During the process of terminating event triggering, if only the unmapviewoffile () and closehandle () functions are simply executed, the actual file size cannot be correctly identified, that is, if the opened memory ing file is 30 GB, the received data is only 14 GB, so after the above program is executed, the stored file length is still 30 GB. That is to say, after processing, the file must be restored to the actual size through the memory ing file again.

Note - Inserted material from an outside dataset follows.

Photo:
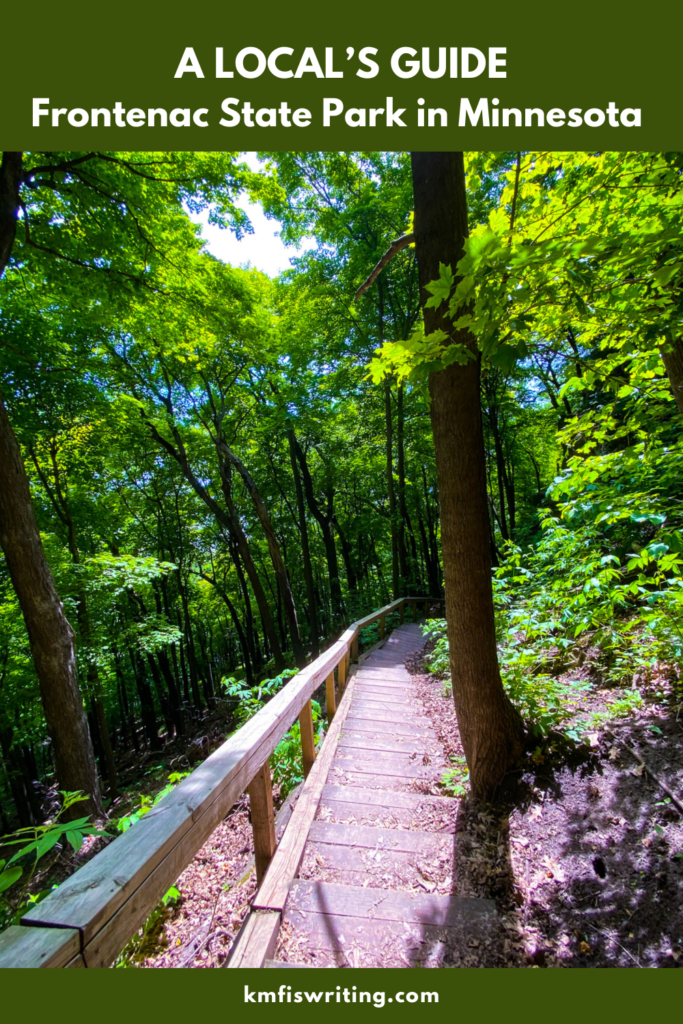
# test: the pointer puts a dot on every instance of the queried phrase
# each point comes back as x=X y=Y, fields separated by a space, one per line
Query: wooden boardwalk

The following is the main code to achieve this requirement:
// Create another file Kernel Object
hfile2 = createfile ( " recv.zip " ,
generic_write | generic_read,
file_pai_read,
null,
create_always,
file_flag_sequential_scan,
null);
//Create another file ing Kernel Object with actual Data Length
Hfilemapping2=Createfilemapping (hfile2,
Null,
Page_readwrite,
0,
(DWORD) (qwfileoffset&0 xffffffff),
Null );
//Disable file kernel objects
Closehandle (hfile2 );
//Map File data to the address space of the process
Pbfile2=(Pbyte) mapviewoffile (hfilemapping2,
File_map_all_access,
0,0, Qwfileoffset );
//Copy data from the original memory ing file to this memory ing File
Memcpy (pbfile2, pbfile, qwfileoffset );
File://Detaches a file data image from the address space of a process
Unmapviewoffile (pbfile );
Unmapviewoffile (pbfile2 );
//Close the file ing object
Closehandle (hfilemapping );
Closehandle (hfilemapping2 );
//Delete temporary files
Deletefile ("Recv1.zip");
Conclusion
in actual tests, memory ing files have good performance in processing large data volumes, compared with the cfile class and readfile () and writefile () such functions have obvious advantages in file processing methods. In Windows 98, the code described in this article is calculated by Microsoft Visual C + 6 . 0 is compiled.